Maar wanneer ge naar deze woorden niet luistert, dan zweer Ik u bij Mijzelf, is de godsspraak van Jahweh, dat dit paleis een puinhoop zal worden.
Maar als gij naar deze woorden niet luistert, dan zweer Ik bij mijzelf, dat dit paleis een puinhoop wordt - godsspraak van Jahwe -.
Want dit zegt Jahweh over Juda’s koninklijk huis: Al waart ge een Gilad voor Mij,
Dit zegt Jahwe over het paleis van de koning van Juda: Gij waart voor mij als Gilead, als de top van de Libanon, maar Ik maak van u een woestijn, een uitgestorven stad.
Ik roep vernielers tegen u op, Elk met zijn werktuig; Die houwen de keur van uw ceders omver, En smijten ze in het vuur.
Ik ontbied slopers, om u met hun werktuigen neer te slaan. Uw prachtig cederhout slaan ze stuk, ze werpen het in het vuur.
En als talrijke volken langs deze stad zullen komen, En tot elkaar zullen zeggen: Waarom heeft Jahweh zo gehandeld Met deze machtige stad;
Dan zeggen vele volken die langs deze stad komen tot elkaar: `Waarom heeft Jahwe deze grote stad zo behandeld?'
Dan zal men zeggen: Omdat ze hebben verzaakt Het Verbond van Jahweh, hun God, Vreemde goden hebben aanbeden, En die hebben gediend.
En men zal antwoorden: `Omdat zij het verbond met Jahwe hun God niet zijn nagekomen en andere goden hebben vereerd en gediend.'
Weent niet over een dode, en beklaagt hem niet, Maar schreit om hem, die in ballingschap ging; Want hij komt niet meer terug, Om zijn geboorteland nog te zien.
Treur niet over de dode, geef geen blijk van deelneming. Treur liever over hem die wegging, want hij komt niet naar zijn geboorteland terug, nooit ziet hij het weer.
Zo spreekt Jahweh over Sjalloem, den koning van Juda en zoon van Josias, die na zijn vader Josias regeerde: Die uit deze plaats is vertrokken, Keert er nimmermeer terug;
Want dit zegt Jahwe over Sallum, zoon van Josia, koning van Juda, die zijn vader op de troon is opgevolgd: Hij die nu weg is uit deze stad, keert hier niet meer terug.
Hij zal sterven, waar men hem in ballingschap bracht, Dit land zal hij nooit meer aanschouwen!
In het land waarheen hij is verbannen, zal hij sterven; zijn eigen land ziet hij nooit weer.
Wee hem, die zijn huis met ongerechtigheid bouwt, Zijn zalen met onrecht; Die zijn naaste laat zwoegen om niet, Hem zijn loon niet betaalt.
Wee hem die een paleis bouwt op een onrechtvaardige wijze en het optrekt in onrecht; die zijn naaste laat werken voor niets en hem zijn loon niet betaalt;
Die zegt: Een groot huis wil ik bouwen, Met luchtige zalen, Met brede vensters, panelen van ceders, Met vermiljoen-rood beschilderd.
die zegt: `Ik ga een geweldig huis bouwen met ruime bovenvertrekken, van vensters voorzien, met cederhout bekleed, met menie geverfd.'
Zijt ge koning geworden, Om met ceders te pronken? Zeker, ook uw vader heeft gegeten
Bent u soms koning, alleen omdat u meer cederhout hebt dan een ander? Uw vader heeft zich in niets te kort gedaan, maar hij bleef daarbij rechtvaardig en eerlijk. En toen ging het hem goed.
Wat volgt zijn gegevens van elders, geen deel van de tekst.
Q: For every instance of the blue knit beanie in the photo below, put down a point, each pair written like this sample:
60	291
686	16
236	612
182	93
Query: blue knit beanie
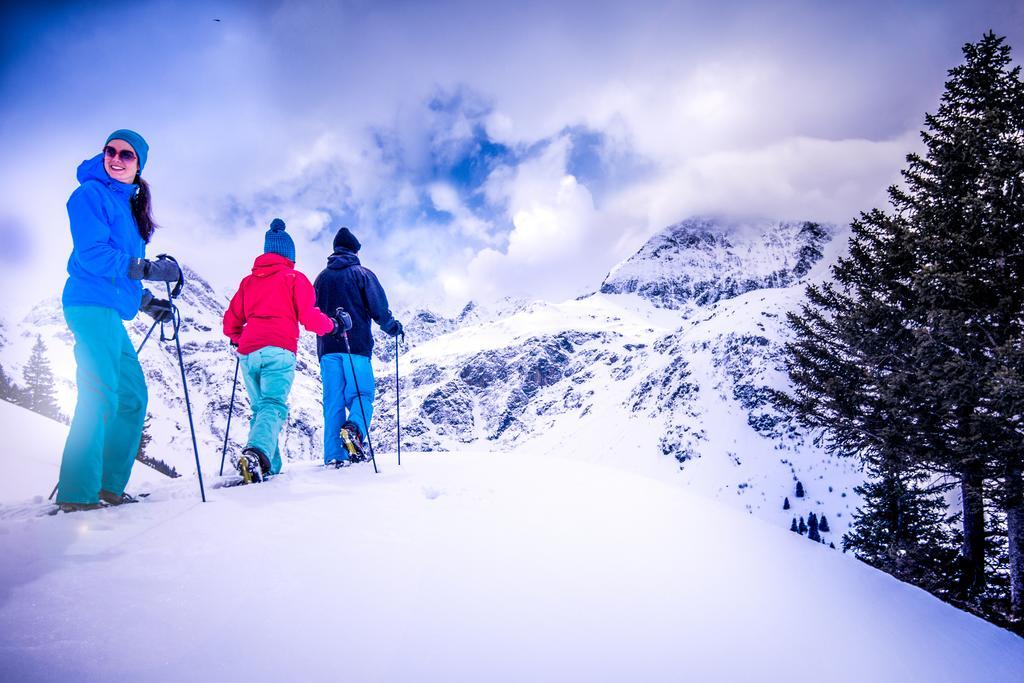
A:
137	142
279	242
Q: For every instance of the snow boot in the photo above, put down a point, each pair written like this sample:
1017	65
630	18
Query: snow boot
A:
111	498
77	507
351	438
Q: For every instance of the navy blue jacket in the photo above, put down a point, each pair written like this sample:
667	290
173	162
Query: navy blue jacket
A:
344	283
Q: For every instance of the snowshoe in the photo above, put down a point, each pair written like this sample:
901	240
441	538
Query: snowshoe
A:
110	498
249	466
351	438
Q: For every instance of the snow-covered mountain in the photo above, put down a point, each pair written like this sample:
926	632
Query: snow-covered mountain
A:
702	260
665	370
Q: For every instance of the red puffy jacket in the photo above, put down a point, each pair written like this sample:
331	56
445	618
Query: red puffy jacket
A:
269	304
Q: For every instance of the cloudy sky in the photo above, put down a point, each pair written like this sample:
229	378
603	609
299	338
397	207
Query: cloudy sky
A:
476	148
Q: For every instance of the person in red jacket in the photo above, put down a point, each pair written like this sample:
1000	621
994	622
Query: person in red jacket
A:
263	322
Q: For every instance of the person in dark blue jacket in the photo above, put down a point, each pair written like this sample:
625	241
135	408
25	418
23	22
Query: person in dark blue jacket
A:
111	224
347	373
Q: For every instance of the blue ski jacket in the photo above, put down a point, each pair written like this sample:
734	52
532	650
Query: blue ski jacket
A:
105	239
344	283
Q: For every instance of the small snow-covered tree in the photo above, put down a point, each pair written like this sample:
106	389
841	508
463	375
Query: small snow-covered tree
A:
812	527
39	390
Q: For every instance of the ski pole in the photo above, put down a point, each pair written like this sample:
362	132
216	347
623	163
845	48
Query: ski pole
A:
230	409
397	401
358	396
176	316
146	337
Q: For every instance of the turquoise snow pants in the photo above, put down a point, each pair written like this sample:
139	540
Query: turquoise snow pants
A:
342	402
268	374
107	427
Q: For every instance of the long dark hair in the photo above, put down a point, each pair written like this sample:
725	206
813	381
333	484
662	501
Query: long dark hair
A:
141	209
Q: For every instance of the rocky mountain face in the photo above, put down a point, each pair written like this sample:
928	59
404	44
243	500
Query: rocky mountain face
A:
699	261
666	370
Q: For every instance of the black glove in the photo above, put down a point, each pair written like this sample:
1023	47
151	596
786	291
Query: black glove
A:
158	309
342	322
393	328
162	270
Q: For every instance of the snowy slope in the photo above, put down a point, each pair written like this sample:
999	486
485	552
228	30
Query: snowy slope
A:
30	458
461	567
666	372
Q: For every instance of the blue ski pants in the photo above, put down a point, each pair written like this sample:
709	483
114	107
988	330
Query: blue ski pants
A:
268	374
342	401
107	427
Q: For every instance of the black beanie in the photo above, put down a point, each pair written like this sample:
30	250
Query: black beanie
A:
345	240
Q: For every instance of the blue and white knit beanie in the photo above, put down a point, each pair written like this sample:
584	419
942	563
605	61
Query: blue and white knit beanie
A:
278	241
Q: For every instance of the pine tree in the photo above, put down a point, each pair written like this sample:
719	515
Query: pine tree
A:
966	200
901	528
812	526
39	390
911	358
144	439
8	391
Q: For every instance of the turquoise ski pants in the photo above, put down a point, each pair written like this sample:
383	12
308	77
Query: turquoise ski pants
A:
268	374
107	427
341	401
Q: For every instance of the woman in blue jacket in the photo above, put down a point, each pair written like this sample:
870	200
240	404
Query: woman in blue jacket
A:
111	223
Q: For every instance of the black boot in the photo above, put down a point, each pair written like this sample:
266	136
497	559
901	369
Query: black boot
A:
113	499
78	507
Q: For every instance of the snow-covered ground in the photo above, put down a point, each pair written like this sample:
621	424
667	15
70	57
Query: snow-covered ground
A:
30	459
466	566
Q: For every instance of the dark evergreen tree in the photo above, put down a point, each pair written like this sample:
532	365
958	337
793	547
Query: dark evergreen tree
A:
812	527
145	459
8	391
39	389
911	358
903	528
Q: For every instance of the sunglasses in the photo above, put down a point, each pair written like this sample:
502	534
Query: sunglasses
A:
127	156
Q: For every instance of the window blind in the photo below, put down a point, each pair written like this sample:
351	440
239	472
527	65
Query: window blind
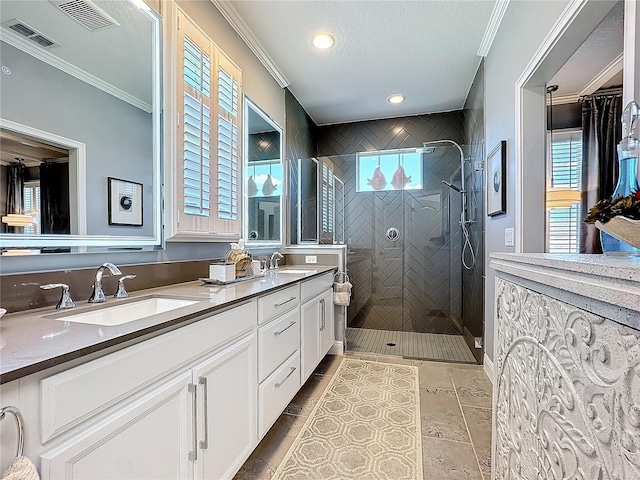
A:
227	169
566	160
228	166
196	130
32	207
564	180
564	229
Hij hielp den zwakke en arme aan hun recht, Toen ging het hem goed. Heet dat niet: Mij kennen, Is de godsspraak van Jahweh!
Hij kwam op voor armen en behoeftigen. Dat noem Ik: Mij kennen - godsspraak van Jahwe -.
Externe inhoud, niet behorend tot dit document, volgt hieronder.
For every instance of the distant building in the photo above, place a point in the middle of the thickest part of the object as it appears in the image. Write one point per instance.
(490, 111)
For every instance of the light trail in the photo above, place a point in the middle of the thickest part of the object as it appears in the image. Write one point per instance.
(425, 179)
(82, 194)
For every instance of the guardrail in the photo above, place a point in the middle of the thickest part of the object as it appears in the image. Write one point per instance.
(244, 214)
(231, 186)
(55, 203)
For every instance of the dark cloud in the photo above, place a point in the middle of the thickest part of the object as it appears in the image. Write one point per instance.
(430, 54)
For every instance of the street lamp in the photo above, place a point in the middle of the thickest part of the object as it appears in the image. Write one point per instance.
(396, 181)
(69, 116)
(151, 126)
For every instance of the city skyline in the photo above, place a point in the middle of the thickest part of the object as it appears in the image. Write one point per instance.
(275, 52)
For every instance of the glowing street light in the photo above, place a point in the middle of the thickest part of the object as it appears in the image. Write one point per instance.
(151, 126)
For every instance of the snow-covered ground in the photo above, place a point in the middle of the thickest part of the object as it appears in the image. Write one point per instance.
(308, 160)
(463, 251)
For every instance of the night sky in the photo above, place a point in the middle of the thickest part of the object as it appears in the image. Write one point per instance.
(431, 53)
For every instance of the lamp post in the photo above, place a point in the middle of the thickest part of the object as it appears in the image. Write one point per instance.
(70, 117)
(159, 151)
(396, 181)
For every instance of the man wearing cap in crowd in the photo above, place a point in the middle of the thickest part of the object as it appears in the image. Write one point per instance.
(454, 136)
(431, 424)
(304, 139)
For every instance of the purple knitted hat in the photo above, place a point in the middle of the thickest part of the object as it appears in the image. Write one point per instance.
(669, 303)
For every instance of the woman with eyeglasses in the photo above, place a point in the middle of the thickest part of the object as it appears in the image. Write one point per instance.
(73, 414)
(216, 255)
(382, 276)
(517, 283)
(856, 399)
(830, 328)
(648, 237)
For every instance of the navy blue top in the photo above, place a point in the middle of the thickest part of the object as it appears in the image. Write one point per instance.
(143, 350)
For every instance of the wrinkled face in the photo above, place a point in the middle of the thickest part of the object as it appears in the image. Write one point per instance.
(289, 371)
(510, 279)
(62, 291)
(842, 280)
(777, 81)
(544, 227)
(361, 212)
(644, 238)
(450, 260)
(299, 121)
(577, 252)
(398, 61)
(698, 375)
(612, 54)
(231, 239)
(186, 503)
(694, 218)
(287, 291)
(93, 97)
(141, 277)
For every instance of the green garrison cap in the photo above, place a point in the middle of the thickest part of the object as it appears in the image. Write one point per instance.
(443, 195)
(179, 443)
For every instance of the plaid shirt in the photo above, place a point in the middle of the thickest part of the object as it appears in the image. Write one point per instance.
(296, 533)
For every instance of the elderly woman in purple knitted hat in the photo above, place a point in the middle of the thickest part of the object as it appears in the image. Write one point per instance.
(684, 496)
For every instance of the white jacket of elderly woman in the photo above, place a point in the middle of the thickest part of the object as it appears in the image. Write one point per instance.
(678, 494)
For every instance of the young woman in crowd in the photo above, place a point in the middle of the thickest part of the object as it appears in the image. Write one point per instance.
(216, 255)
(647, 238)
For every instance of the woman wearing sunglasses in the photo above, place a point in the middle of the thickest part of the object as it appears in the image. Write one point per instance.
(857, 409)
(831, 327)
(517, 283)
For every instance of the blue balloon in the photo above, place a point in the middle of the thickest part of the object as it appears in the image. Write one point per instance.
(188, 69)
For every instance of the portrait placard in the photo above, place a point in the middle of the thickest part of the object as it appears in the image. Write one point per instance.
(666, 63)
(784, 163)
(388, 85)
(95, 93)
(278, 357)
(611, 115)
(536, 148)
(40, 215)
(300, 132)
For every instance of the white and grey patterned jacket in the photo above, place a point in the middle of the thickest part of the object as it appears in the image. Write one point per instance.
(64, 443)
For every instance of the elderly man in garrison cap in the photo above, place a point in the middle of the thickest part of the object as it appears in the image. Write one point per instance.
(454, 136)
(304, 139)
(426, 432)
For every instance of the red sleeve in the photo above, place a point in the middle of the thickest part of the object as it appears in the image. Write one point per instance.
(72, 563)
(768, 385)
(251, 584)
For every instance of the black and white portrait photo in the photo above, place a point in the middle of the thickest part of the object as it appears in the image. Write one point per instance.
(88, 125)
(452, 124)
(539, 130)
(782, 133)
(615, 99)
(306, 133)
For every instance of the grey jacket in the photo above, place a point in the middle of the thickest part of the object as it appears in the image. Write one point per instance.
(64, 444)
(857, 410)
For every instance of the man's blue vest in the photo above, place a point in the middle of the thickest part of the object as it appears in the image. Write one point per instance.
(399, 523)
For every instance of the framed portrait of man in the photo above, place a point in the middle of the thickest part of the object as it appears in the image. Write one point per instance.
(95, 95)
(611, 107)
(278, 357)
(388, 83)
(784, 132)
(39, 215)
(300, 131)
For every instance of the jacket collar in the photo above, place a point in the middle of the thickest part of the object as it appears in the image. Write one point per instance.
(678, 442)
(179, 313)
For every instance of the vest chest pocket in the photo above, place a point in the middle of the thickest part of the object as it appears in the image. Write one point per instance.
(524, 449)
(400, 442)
Maar gij hebt geen oog en geen hart Dan voor uw voordeel alleen, Voor het vergieten van onschuldig bloed, Voor geweld en verkrachting.
Maar gij zijt alleen uit op eigen gewin, op onschuldig bloed vergieten, op verdrukking en afpersing.
En daarom spreekt Jahweh Over Jojakim, den zoon van Josias, Den koning van Juda: Wee, over dien man! Voor hem geen klaagzang: "Ach mijn broer, ach mijn zuster!" Voor
Daarom zegt Jahwe over Jojakim, zoon van Josia, koning van Juda: Niemand heft een klaaglied over hem aan: `Ach mijn broeder, ach mijn zuster!' Niemand heft een klaaglied over hem aan: `Ach heer, ach majesteit!'
Neen, zoals men een ezel begraaft, Zal hij worden begraven: Men sleept hem weg en gooit hem neer Buiten Jerusalems poorten.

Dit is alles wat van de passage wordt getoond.